Die gebürtige Münchnerin studierte zunächst abstrakte Malerei an der Akademie der bildenden Künste Wien in der Klasse von Erwin Bohatsch, dann Operngesang (jugendlich-dramatischer Sopran) bei Mezzosopranistin Christina Baader und am  Prayner Konservatorium bei Prof. Maksimilijan Cencic. Musikalisch bleibt sie dem klassischen Gesang verbunden; unter anderem in ungewöhnlicher, experimentellerer Zusammenarbeit zum Beispiel mit Ventil Records (Peter Kutin, Florian  Kindlinger, Katharina Ernst, Michael Lahner, Conny Zenk) beim A l´Armé Festival und dem Jazzfestival Saalfelden, sowie dem Impulstanz Festival Wien.

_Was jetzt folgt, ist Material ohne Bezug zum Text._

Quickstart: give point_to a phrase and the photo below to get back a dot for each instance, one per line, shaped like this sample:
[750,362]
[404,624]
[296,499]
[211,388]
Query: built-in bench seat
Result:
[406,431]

Doch ihr Werdegang als Opernsängerin nahm eine unerwartete Wendung, als sie eine Zusammenarbeit mit dem Regisseur Franz-Xaver Mayr begann und in vielen Produktionen als Schauspielerin unter seiner Regie zu sehen war (Schauspielhaus Wien, Schauspielhaus Graz, Festspiele Gmunden, Landestheater Niederösterreich, Deutsches Theater Berlin). Seitdem ist sie als freie Schauspielerin tätig. 2025 war sie in „Auf der gelben Straße“ nach Veza Canetti am Theater Hamakom in Kooperation mit GLITCH Performances (Regie: Blanka Radoczy, Dramaturgie: Anna Laner) zu sehen, in „Der geflügelte Froschgott“ von Ingrid Lausund (Regie: FX Mayr) am Deutschen Theater Berlin und in „14.000 Kilo“ am Kosmos Theater Wien unter der Regie von Maria Sendlhofer. 2026 spielte sie am Theater in der Drachengasse in „Staatsfragmente. Ein Königsmärchen“ von Kiki Miroslava Svolikova unter der Regie von Valerie Voigt und war auch für die Musik des Abends verantwortlich. Im Mai 2026 ist sie am Schauspielhaus Salzburg in „Der Fiskus“ (Regie: Verena Holztrattner) zu sehen.